Wednesday, April 23, 2014

Economics of Happiness workshop 11 and 12 April 2014

photos click on happiness

Inspired by her film ‘The Economics of Happiness’ or perhaps simply curious about the ‘buzz’, sixty people attended the two Bellingen workshops with Helena Norberg-Hodge last week.  And they were not disappointed.

The 68-year-old pioneer of the localisation movement, articulator of core ideas for counter-development and director of the International Society for Ecology and Culture shared her ideas about the suffering created by the impacts of globalisation with warmth and enthusiasm.

With the wisdom gained from 30 years of careful observation, she both demystified the mixed messages about the global economy and offered hope in what is often seen as a bleak future.
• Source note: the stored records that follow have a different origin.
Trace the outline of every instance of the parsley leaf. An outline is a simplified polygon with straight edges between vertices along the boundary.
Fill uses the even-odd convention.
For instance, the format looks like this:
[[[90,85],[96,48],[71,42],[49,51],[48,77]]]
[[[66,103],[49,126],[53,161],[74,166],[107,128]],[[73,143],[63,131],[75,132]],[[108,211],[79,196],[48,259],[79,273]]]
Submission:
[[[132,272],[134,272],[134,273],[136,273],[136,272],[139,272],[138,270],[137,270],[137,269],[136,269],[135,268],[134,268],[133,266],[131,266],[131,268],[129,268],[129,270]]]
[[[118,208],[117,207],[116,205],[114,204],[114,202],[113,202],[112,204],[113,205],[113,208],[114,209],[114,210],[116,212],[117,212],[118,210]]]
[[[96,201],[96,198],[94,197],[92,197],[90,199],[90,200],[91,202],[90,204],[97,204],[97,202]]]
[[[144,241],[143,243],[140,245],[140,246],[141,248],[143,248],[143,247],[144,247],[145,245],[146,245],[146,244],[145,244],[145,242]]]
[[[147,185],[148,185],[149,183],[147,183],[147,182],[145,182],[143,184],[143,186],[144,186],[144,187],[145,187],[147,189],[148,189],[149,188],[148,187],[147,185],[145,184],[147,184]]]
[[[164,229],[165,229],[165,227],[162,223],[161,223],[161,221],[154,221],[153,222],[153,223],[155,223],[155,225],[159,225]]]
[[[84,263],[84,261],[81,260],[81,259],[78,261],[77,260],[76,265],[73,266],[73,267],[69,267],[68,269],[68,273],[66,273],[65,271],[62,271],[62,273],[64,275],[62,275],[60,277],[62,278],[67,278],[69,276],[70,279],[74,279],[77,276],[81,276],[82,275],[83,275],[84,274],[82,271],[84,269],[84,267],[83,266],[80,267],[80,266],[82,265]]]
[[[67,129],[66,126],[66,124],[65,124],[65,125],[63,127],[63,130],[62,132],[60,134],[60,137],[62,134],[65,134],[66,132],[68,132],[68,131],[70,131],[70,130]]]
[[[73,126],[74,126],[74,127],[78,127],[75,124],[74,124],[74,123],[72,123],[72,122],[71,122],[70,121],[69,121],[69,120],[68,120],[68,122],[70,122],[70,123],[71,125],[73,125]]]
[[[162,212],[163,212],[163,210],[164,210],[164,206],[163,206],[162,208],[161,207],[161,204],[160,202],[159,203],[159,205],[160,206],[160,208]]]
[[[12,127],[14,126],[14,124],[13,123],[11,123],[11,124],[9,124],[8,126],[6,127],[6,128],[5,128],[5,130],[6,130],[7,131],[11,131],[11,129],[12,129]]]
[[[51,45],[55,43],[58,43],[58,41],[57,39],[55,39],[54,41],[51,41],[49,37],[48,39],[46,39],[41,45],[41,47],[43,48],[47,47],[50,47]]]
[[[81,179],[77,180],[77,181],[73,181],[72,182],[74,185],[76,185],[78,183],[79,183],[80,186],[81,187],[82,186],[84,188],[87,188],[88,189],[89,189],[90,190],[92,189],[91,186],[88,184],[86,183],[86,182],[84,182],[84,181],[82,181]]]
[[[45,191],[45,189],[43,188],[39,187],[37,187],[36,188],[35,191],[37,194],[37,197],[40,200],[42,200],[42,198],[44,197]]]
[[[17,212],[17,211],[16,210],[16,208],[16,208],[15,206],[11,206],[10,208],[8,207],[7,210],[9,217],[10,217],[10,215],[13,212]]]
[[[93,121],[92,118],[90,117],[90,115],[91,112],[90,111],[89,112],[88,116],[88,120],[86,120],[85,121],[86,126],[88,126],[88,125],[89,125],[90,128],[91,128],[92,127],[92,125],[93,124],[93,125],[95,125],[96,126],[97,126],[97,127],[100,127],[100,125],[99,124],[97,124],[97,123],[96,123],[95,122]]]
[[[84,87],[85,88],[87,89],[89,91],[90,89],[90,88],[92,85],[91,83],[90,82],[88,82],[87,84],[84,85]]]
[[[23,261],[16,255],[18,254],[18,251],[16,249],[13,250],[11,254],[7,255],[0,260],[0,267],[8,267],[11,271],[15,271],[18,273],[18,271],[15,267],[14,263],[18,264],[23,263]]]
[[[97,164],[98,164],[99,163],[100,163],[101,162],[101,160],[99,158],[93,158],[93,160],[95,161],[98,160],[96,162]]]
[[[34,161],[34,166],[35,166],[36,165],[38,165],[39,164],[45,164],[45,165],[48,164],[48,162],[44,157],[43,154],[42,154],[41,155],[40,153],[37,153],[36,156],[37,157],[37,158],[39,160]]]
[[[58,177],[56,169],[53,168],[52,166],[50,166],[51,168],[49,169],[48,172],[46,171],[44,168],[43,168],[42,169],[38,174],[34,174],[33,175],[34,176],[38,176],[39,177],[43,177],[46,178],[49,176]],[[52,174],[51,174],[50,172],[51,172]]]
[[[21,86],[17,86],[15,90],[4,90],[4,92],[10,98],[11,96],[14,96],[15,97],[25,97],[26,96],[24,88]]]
“We are told consumerism is the glue of the world and at the same time we are made to feel guilty for being consumers and therefore promoting global warming,” Ms Norberg-Hodge said. “We are prisoners of this global economy … but we are also able to liberate ourselves, it is not an easy thing to do but it is possible.”

Hers is a realistic voice of how that bridge can be built between the global reality and the lifestyles we desire that give us and the planet time to breathe. “I call it creative schizophrenia,” she laughed.

Her two-prong approach is simple: “Firstly we must actively raise the consciousness about holistic views that offer solutions. We need to build the numbers of people who are actively involved in order to help force policy changes.

“And secondly we need to work on connecting locally, connecting as communities and creating community-based solutions that empower people to create their own economies. The system we have now destroys jobs, local economies, our water, our health.”

She said local food networks were an excellent example of an alternative system that benefited many. “This is consumer supported agriculture… that shortens distances, offers more diversity, uses fewer chemicals (as opposed to monocultures) and results in greater productivity. This leads to a better lifestyle for both the farmer and the consumer.”

But the workshops were much more than a talk-fest. A session with local choir maestro Brian Martin gave participants a living experience of what connectivity feels like … in the space of 30 minutes he had the group tuned in and singing three part harmonies – and sounding pretty good!

Then the gathering morphed into a World Café (community-sharing forum) where ideas of what could be done were shared and honed.

These included everything from large-scale ideas like a shire-wide electricity generation scheme and a plant-based economy using hemp and bamboo to connecting people to harvest each other’s excess citrus or helping people identify bush tucker in their own gardens.

Co-coordinator Lisa Siegel said it was exciting to see so many people engaging with the ideas. “Helena’s message is so timely – many people have a real thirst for meaningful things to do,” Lisa said. “The workshop offered not only information but also the opportunity for people to start focusing on projects.”

Everyone certainly walked away feeling inspired and motivated. Participant Christel Wecker said for her it had been wonderful to spend a day with someone who knew how to explain the impact of globalisation so clearly. “And who is also offering hope and a path to counteract the impacts locally,” Christel said. “She offers a path that takes away the guilt and celebrates the beauty of diversity … and emphasises the importance of global co- operation as opposed to globalisation.”